Buckley man pleads guilty, admits fatally shooting neighbor’s dog

May 31—CADILLAC — A Buckley man pleaded guilty to felony attempted animal abuse after admitting to a judge he shot his neighbor’s dog, dismembered the animal and hid the remains in his barn.

“The dog was attacking my dog and I shot it,” Thomas Middaugh said during a plea hearing Friday. “I hid it in my barn.”

Middaugh, 43, told 28th Circuit Court Judge Jason Elmore he shot Bear, a Labrador retriever, for fighting with his dog, a Rottweiler/pit bull mixed breed that was tied up on a chain in his yard.

Bear’s owner, Samantha Olds, previously said Bear was a family pet, a recognized fixture in the community for greeting people at local parties and not known to be aggressive.

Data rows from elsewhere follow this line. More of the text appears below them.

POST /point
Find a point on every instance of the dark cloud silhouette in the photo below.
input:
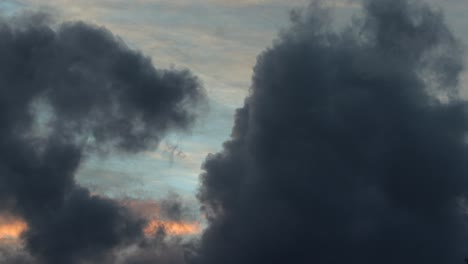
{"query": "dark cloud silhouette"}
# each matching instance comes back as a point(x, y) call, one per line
point(351, 147)
point(66, 89)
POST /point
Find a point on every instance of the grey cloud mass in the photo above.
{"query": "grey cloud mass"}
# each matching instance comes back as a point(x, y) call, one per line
point(66, 89)
point(351, 147)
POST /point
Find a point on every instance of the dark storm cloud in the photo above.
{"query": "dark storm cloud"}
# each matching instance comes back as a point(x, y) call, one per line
point(351, 147)
point(65, 89)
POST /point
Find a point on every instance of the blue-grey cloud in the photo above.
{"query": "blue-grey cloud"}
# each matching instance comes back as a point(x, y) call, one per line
point(351, 147)
point(65, 89)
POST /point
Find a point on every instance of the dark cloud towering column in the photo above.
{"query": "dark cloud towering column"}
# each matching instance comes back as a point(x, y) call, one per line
point(351, 148)
point(65, 89)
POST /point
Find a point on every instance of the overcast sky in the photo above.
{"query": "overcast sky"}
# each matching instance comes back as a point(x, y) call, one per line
point(219, 41)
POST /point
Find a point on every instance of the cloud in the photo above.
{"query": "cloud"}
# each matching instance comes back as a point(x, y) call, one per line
point(344, 151)
point(67, 90)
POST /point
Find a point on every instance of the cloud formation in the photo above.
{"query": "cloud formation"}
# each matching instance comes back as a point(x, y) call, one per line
point(351, 147)
point(67, 89)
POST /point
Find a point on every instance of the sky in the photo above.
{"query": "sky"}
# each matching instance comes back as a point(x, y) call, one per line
point(335, 132)
point(219, 41)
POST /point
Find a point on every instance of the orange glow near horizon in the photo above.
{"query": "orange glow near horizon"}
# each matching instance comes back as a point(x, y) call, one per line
point(172, 228)
point(12, 228)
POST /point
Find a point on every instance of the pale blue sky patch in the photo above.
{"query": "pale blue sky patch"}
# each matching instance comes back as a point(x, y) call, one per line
point(219, 41)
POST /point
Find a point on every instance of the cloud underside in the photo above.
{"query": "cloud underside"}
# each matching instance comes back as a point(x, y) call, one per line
point(68, 90)
point(350, 149)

Middaugh was originally charged with third-degree killing and torturing an animal, a four-year felony, court records show, after Michigan State Police investigated a complaint called in by the Oldses.

Wexford County Prosecutor Corey Wiggins on Friday dismissed the original charge in exchange for Middaugh’s guilty plea to the lesser count of attempted killing and torturing an animal.

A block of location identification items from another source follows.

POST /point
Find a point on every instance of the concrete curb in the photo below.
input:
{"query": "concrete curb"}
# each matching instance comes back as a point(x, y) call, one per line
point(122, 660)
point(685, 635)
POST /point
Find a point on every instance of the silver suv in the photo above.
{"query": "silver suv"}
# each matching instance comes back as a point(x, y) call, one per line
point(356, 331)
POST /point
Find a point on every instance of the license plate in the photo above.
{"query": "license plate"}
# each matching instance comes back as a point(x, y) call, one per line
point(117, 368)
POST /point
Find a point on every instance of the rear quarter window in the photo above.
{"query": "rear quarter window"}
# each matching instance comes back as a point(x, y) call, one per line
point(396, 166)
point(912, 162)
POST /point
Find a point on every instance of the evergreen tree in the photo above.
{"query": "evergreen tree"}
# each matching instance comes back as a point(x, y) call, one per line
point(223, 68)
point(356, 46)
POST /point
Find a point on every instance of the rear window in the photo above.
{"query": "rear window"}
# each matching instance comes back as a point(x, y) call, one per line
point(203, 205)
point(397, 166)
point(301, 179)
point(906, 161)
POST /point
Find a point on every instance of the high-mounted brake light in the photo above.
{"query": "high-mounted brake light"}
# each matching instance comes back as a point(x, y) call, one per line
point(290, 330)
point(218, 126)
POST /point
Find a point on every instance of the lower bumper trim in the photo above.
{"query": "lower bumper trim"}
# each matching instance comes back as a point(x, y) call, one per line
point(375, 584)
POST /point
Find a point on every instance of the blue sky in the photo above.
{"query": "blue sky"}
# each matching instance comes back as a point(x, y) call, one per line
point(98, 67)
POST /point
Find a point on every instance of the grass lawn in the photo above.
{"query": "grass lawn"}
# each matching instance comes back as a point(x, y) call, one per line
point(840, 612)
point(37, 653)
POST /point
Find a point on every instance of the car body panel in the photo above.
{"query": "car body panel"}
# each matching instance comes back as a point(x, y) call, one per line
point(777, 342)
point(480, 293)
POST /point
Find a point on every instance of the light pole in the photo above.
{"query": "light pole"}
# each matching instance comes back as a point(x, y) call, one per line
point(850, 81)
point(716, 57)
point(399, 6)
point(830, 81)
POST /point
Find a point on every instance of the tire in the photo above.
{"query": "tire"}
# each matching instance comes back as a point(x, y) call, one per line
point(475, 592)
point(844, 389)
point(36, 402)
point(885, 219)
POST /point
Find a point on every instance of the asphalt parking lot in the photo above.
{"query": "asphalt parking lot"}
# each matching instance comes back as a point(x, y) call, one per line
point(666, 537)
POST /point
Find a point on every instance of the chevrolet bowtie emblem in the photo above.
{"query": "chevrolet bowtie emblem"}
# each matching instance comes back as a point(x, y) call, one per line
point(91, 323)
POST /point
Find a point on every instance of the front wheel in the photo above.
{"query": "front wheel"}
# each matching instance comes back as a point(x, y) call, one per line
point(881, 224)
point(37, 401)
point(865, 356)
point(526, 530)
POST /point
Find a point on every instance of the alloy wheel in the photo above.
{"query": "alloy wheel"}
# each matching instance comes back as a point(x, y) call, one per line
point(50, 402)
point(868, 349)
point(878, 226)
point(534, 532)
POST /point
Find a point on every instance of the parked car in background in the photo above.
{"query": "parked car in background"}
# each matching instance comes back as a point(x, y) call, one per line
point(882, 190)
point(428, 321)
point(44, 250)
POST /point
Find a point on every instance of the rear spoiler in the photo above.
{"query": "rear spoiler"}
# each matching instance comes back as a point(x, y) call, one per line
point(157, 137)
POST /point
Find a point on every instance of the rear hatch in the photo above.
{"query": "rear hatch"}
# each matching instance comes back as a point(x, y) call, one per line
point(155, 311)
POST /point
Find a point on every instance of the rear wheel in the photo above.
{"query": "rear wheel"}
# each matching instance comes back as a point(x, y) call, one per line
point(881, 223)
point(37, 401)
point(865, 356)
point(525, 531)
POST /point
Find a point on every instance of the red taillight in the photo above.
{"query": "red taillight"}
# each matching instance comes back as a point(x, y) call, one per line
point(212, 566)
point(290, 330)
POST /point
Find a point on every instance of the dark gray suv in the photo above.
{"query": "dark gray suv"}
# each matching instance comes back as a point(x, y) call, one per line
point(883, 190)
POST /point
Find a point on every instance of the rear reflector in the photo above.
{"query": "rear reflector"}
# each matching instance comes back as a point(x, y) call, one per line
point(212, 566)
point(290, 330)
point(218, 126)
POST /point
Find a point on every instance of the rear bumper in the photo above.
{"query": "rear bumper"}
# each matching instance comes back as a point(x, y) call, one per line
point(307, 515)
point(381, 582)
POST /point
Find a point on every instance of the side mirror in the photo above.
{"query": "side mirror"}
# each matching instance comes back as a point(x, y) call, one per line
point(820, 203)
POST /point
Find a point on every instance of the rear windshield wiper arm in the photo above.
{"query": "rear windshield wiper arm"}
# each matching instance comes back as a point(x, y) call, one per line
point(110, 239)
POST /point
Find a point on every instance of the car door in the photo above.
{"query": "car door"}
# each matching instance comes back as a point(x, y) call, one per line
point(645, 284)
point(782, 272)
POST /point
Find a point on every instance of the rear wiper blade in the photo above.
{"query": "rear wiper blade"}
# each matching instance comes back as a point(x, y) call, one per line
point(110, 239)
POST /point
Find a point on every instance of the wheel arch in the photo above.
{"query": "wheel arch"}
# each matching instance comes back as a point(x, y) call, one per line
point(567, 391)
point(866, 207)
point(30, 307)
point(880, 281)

MSP officers in February responded to the animal abuse complaint after the Oldses reported their black Labrador retriever was missing and believed harmed or killed.

Olds previously said she told law enforcement Bear went missing Feb. 3 after wandering away from their West County Line Road property.

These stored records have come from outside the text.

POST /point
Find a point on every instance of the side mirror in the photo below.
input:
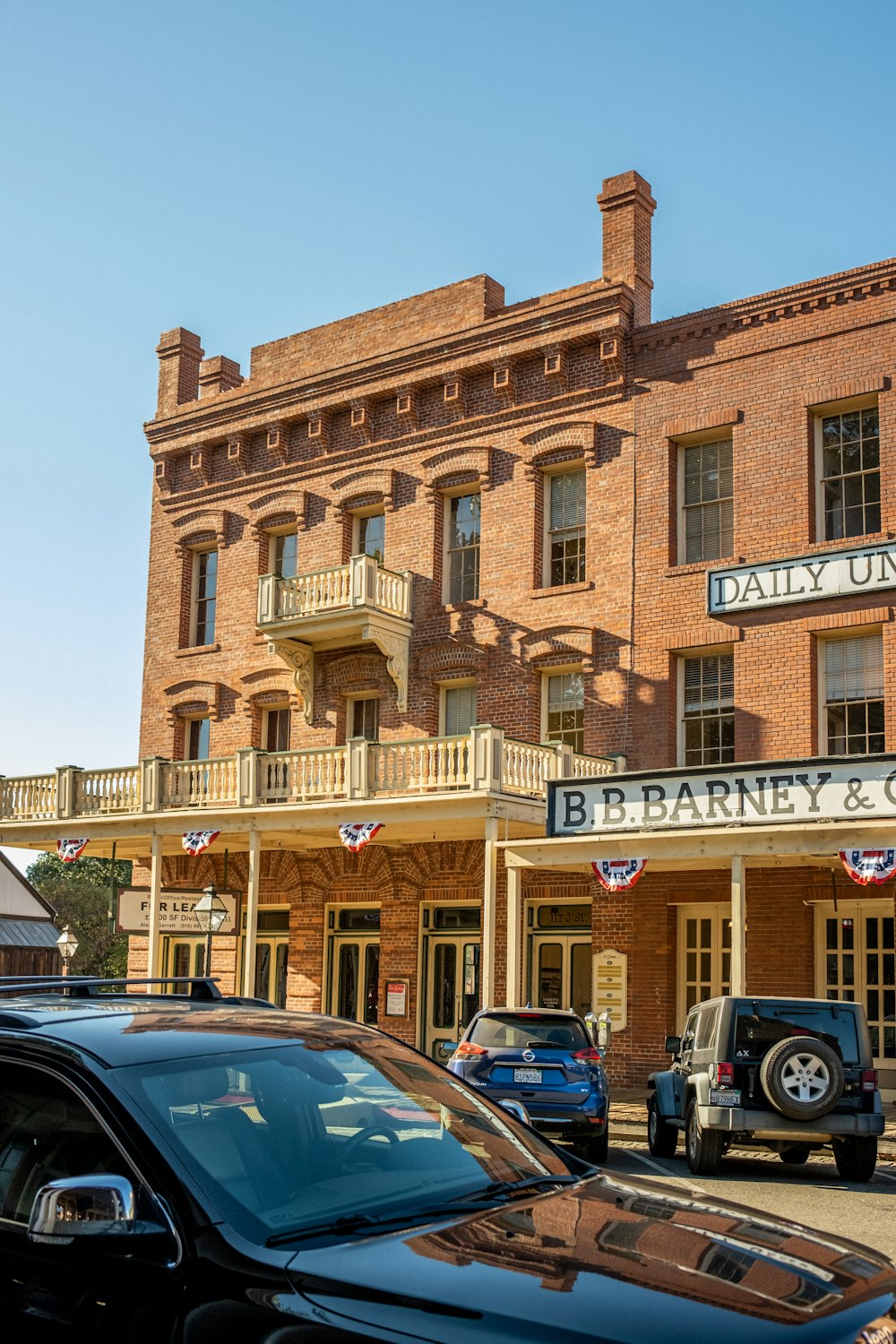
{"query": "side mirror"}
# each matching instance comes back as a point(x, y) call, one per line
point(517, 1110)
point(82, 1206)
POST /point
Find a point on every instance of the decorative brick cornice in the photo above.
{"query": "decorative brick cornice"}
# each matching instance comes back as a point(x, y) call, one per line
point(366, 484)
point(277, 508)
point(457, 465)
point(720, 418)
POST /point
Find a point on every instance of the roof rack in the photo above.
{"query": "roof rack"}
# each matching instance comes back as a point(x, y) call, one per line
point(93, 986)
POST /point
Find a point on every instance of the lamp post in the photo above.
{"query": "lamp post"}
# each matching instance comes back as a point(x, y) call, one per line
point(67, 945)
point(210, 911)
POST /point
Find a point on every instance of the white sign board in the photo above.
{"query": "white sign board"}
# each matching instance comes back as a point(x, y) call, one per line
point(745, 588)
point(175, 911)
point(840, 788)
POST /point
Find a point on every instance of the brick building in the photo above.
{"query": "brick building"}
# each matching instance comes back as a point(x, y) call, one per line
point(470, 570)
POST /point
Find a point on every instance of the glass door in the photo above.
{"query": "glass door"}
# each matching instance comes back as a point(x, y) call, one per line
point(354, 962)
point(704, 954)
point(856, 960)
point(452, 989)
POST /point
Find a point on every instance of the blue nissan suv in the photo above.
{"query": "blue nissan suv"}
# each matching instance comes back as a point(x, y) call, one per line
point(544, 1059)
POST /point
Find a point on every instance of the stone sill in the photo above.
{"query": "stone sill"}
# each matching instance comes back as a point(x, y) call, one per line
point(562, 589)
point(196, 650)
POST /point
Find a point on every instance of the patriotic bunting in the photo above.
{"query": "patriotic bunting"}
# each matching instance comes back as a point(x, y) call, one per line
point(866, 866)
point(70, 849)
point(195, 841)
point(618, 874)
point(355, 835)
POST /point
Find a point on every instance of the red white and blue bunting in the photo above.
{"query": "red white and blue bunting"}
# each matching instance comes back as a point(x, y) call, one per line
point(70, 849)
point(195, 841)
point(866, 866)
point(355, 835)
point(618, 874)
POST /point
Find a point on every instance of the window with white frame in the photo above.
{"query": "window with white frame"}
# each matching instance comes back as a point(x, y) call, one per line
point(565, 527)
point(204, 590)
point(848, 457)
point(276, 728)
point(705, 489)
point(284, 554)
point(462, 547)
point(196, 739)
point(370, 535)
point(853, 695)
point(563, 712)
point(707, 699)
point(458, 709)
point(363, 718)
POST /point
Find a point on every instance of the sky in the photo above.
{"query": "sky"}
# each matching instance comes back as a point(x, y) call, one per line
point(252, 171)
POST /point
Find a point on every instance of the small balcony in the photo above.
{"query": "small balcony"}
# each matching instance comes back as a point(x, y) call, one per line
point(482, 760)
point(331, 609)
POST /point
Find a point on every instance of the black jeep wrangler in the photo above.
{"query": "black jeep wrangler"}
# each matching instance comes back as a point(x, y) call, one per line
point(786, 1074)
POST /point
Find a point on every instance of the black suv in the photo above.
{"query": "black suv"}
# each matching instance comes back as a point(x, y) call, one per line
point(183, 1169)
point(786, 1074)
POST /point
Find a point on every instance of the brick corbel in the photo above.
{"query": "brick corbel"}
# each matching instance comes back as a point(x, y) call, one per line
point(454, 395)
point(201, 461)
point(406, 409)
point(238, 452)
point(317, 430)
point(276, 438)
point(362, 421)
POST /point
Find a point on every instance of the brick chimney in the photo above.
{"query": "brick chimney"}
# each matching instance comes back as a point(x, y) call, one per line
point(627, 207)
point(179, 359)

She and her husband, Justin Olds, and a few friends went searching for Bear, followed the dog’s tracks, found blood at a neighboring property and across the road, and called police, Olds said.

MSP Lt. Derrick Carroll previously said that, when troopers went to Middaugh’s home Feb. 4, they found Bear’s remains wrapped in a tarp inside a box hidden in Middaugh’s barn.

The charge of attempted killing and torturing an animal is punishable by up to two years in prison and a $2,500 fine.

A sentencing hearing has yet to be scheduled, court records show.

Olds said Tuesday she wished the more than 30 handwritten “character” letters friends submitted to the court about Bear, could have been read into the record.

“They cannot be accounted for in the case, as by court standards Bear is seen as a piece of property rather than a living thing with character,” Olds said.

She said the letters give credence to Bear’s gentle nature, and how unlikely was any altercation with another dog.

“There needs to be a legal movement made on a higher level so if something like this happens to someone else, actual consequences will occur,” Olds said.